The Nigerian Credit Challenge
In 2010, I took two 2-year term loans from both Diamond Bank and FCMB. Those were the days of easy credit.
In early 2012, I changed employers, and I was also forced to change my salary account from FCMB to GT Bank. As a good Nigerian, I went to Diamond bank and withdrew all my FCMB post-dated cheques that were with them and replaced with GT Bank cheques. I paid down both loans in June 2012. In July, the following month, I went back to Diamond Bank to request for another loan and I hit a brick wall. They said, "Oga, you need to move your salary account to Diamond Bank before you can access any loan". I was shocked. I just finished paying down a loan and I even withdrew my old cheques and replaced with new ones after relocating from Lagos to Abuja. I mean, I could have disappeared into thin air if I was not interested in paying back. I explained all this to then but it all fell on deaf ears.
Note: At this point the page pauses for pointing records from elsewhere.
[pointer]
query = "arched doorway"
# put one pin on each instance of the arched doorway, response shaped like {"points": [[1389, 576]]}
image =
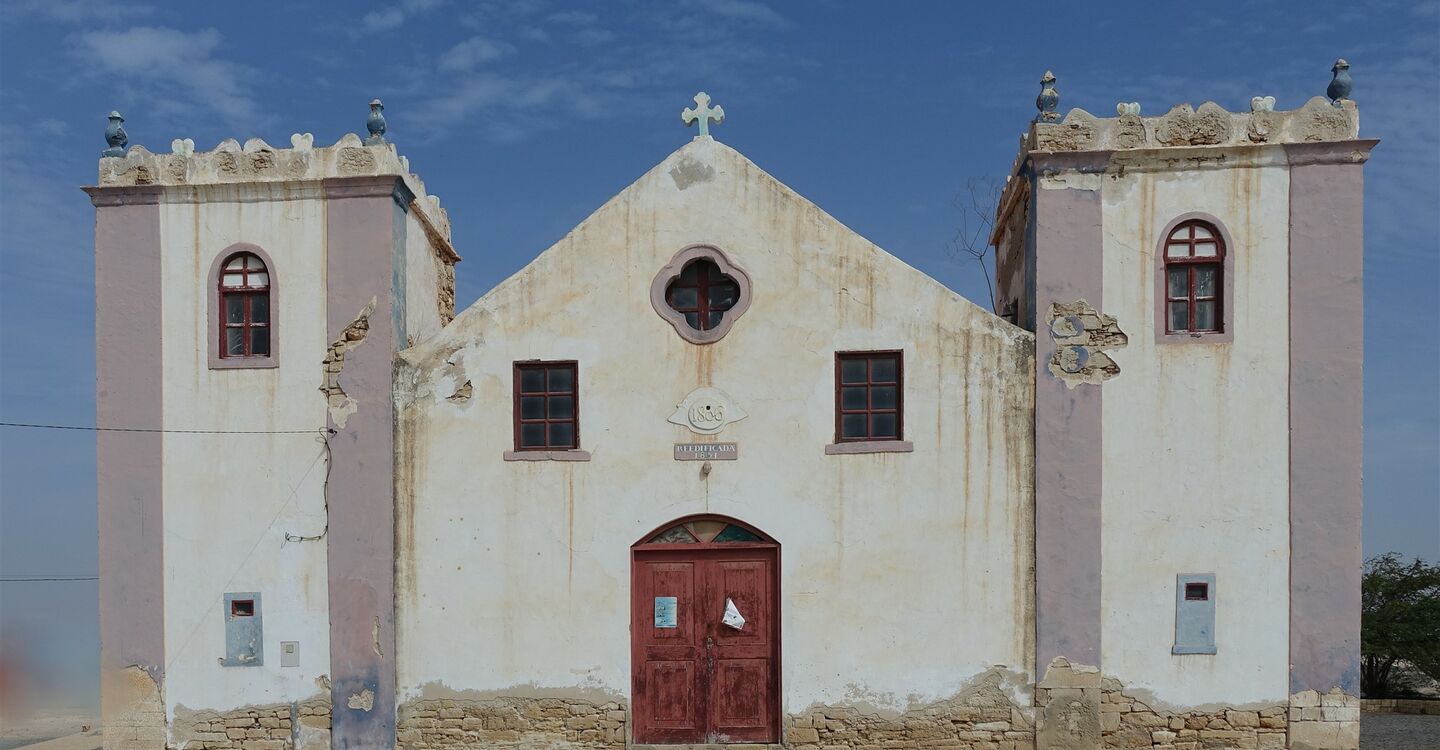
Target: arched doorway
{"points": [[706, 634]]}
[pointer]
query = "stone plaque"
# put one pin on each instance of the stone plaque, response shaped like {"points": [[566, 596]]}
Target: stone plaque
{"points": [[706, 452], [707, 410]]}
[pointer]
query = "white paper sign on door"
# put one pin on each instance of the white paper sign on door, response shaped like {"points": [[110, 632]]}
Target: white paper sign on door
{"points": [[732, 615]]}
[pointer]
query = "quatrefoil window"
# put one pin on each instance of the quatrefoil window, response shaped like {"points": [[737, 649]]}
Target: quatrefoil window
{"points": [[700, 292]]}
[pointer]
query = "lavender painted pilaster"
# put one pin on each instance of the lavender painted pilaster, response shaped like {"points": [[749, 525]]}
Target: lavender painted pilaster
{"points": [[1326, 375], [365, 225], [128, 392]]}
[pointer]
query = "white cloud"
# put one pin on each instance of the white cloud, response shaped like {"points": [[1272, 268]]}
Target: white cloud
{"points": [[395, 16], [383, 20], [177, 72], [473, 52]]}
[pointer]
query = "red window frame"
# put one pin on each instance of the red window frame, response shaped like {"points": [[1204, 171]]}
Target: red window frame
{"points": [[246, 292], [546, 393], [870, 383], [1191, 264], [707, 275]]}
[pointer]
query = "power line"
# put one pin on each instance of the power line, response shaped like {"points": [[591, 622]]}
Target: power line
{"points": [[159, 429], [28, 579]]}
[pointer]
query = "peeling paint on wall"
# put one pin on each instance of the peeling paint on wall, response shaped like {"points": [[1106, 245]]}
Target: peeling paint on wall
{"points": [[339, 402], [363, 700], [1082, 334]]}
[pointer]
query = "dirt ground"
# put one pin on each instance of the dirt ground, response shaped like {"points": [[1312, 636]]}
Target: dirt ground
{"points": [[1398, 732]]}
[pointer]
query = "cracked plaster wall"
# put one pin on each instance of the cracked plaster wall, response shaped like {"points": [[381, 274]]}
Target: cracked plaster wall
{"points": [[222, 491], [1195, 438], [866, 539]]}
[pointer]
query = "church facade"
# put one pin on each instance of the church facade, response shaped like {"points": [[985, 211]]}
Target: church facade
{"points": [[716, 470]]}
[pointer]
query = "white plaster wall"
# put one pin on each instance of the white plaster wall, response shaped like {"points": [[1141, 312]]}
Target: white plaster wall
{"points": [[231, 498], [903, 575], [1195, 442], [422, 313]]}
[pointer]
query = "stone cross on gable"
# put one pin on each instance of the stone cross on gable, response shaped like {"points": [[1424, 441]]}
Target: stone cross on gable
{"points": [[703, 113]]}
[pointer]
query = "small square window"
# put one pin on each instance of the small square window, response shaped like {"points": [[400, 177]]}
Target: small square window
{"points": [[869, 396], [547, 409]]}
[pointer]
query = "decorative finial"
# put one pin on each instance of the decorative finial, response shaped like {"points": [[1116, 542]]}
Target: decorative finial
{"points": [[115, 137], [375, 123], [1339, 87], [703, 113], [1049, 100]]}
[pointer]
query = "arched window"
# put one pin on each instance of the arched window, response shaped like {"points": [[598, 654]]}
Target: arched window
{"points": [[1194, 278], [703, 294], [245, 307]]}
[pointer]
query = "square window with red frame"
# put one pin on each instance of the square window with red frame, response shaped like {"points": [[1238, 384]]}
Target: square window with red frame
{"points": [[547, 409], [869, 396]]}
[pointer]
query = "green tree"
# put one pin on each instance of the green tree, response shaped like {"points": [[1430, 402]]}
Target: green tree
{"points": [[1400, 622]]}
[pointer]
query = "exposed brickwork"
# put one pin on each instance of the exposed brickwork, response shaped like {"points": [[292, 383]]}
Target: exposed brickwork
{"points": [[1324, 720], [1126, 721], [258, 727], [979, 719], [454, 723]]}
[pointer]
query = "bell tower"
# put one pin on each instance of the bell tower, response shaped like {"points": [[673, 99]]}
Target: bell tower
{"points": [[1194, 285]]}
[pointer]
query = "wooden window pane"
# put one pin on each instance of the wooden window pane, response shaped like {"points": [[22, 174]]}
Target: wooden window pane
{"points": [[1206, 315], [883, 370], [562, 435], [723, 295], [684, 297], [1206, 278], [532, 435], [234, 308], [259, 308], [853, 370], [259, 341], [1180, 315], [1178, 281], [562, 408]]}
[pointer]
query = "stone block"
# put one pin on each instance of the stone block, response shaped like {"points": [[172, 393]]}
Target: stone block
{"points": [[802, 736], [1243, 719]]}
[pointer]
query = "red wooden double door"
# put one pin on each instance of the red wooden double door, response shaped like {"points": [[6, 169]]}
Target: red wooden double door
{"points": [[696, 677]]}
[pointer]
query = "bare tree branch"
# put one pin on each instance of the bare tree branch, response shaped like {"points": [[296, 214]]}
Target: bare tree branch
{"points": [[977, 203]]}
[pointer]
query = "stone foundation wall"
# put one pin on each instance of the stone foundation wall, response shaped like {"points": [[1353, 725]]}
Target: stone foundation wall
{"points": [[304, 726], [1324, 720], [979, 719], [458, 723], [1126, 721]]}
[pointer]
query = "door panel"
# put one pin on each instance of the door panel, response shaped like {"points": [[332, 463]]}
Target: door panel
{"points": [[670, 654], [696, 678]]}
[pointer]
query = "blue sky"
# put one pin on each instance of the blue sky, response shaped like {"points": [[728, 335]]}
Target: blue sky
{"points": [[526, 115]]}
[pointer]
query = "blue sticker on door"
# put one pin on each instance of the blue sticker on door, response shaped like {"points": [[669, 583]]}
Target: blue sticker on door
{"points": [[666, 608]]}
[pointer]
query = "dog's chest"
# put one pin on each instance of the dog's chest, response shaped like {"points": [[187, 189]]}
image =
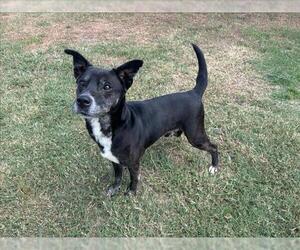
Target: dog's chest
{"points": [[104, 140]]}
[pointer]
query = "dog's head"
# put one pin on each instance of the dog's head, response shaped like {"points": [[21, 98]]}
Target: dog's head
{"points": [[99, 91]]}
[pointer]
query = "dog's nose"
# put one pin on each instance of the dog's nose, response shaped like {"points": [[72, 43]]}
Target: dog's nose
{"points": [[84, 101]]}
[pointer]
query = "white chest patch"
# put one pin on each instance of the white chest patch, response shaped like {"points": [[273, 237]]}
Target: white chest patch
{"points": [[103, 140]]}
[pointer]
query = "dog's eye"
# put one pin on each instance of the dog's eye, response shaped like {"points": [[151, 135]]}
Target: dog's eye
{"points": [[106, 86]]}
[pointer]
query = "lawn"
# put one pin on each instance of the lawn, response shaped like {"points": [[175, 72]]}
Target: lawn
{"points": [[52, 178]]}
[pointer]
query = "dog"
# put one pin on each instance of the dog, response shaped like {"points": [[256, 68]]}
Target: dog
{"points": [[124, 130]]}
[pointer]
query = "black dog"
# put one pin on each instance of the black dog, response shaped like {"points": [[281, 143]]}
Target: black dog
{"points": [[123, 130]]}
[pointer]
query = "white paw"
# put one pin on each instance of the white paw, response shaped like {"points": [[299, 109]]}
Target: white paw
{"points": [[213, 170]]}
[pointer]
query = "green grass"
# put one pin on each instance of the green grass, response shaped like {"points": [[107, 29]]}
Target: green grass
{"points": [[280, 62], [52, 178]]}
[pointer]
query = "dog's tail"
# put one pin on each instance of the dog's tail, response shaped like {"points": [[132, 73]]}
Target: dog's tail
{"points": [[201, 80]]}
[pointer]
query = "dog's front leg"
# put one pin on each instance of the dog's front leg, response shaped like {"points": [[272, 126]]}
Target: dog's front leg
{"points": [[134, 171], [115, 187]]}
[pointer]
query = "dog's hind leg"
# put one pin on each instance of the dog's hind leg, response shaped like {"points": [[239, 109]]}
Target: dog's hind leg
{"points": [[115, 187], [197, 137]]}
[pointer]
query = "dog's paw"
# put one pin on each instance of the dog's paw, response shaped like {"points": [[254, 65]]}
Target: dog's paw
{"points": [[213, 170], [130, 192], [111, 191]]}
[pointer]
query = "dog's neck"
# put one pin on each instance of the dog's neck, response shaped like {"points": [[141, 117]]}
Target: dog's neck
{"points": [[119, 114]]}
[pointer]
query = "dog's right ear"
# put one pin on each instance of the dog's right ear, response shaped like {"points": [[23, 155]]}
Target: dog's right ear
{"points": [[79, 62]]}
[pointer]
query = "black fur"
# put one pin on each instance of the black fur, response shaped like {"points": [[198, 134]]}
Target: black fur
{"points": [[136, 125]]}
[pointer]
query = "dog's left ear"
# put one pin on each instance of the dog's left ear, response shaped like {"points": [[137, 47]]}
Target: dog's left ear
{"points": [[127, 71], [79, 62]]}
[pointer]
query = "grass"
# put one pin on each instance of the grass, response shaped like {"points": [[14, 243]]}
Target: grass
{"points": [[52, 179], [279, 63]]}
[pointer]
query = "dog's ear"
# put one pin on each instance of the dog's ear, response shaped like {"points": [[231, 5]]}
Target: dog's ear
{"points": [[79, 62], [127, 71]]}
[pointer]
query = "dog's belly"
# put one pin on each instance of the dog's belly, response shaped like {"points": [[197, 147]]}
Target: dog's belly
{"points": [[103, 140]]}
I said, okay, let me try my luck with other banks. FCMB. Access Bank. Ecobank. Even Unity Bank. Yes, we want to give you a loan, but you have to move your salary account to us first. We are not interested in your post-dated cheques; we have had too many issues with them in the past. I went to my employer to ask if I could move my salary account from GT Bank and they said "No". No problem. I went to GT Bank, since what the banks need was just my salary account and this all important salary account was with GT Bank anyway. Then GT Bank told me, "Yes, we will give you a loan, but we need to profile your employer and get your employer to sign off on you first". Till today, I have not heard from GT Bank again.
All of a sudden I am no longer credit worthy. I had two loans running and I paid back the interest and principal back judiciously, but I am not credit worthy. Such is the life of the average Nigerian.
But I don't give up. I saved up some money and then bought Treasury Bills through Diamond Bank. I approached Diamond Bank once again and told them I wanted a loan, but this time I am not going to back it with my salary account, but with the safest security in Nigeria - Treasury Bills backed by the full faith of the Federal Government of Nigeria. In fact the loan will be collateralized to the tune of 125%, which means that I am dropping N1.25 collateral for every N1.00 loan! The story changed. Yes, we will give you a loan but your interest rate is 19% inclusive of all charges. My excitement was deflated. These Treasuries are running at just 10.5%. I mean this bank should be able to give me a concessionary rate of 14% - 15%.
I turned down the offer and went shopping again. All the banks said "Yes, we will give you a loan". GT Bank - 20%. Access Bank - 21%. Ecobank - 19%. Uh oh what's going on here? The best rate I can get for my fixed deposit is 8% but here are all these banks quoting 20% for an over-collateralized loan. Something is off. Are these banks trying to rip me off? I went to CBN website and I saw the prime lending rate at 16.44%. Add management fee and commitment fee and you get 18.44%. So, I guess I got a good deal from Diamond Bank after all.
This does not make sense. Why are the lending rates so high? How can one run a business in Nigeria at 20% - 28% rates? I mean inflation is just 8.2% but lending rates have refused to drop. Who are those people who have borrowed money up to the tune of N17 trillion? How are they paying back? I banged my head against the wall and came up with two reasons.
Nigerian banks have form a cartel. There is some kind of oligopoly going on here. Unfortunately, the CBN Governor is a banker first before a Nigerian. So he is likely to feel the pain of bankers more than the pains of average Nigerians. There is little motivation for him to reduce lending rates.
Nigerians don't pay back. Yes, I know that is a generalization. But the truth is a lot of Nigerians just don't pay back when they owe you. I have been owed by a couple of friends, and many of them have refused to pay back. I see them buying new cars and buying new suits, going on holidays and all but nah, they ain't paying back. I have been in a situation where I owed a friend some bucks for a few years but I was in a dire condition and he knew what I passed through. I paid him back first before I went for my first vacation outside the country.
My theory is that banks have serious challenges coping with Nigerians who don't like paying back loans because of the loose identities that many people have. This has forced them to be very careful and this has also made them to charge high interest rates despite reducing savings rates. I don't blame them alone. We are all to blame.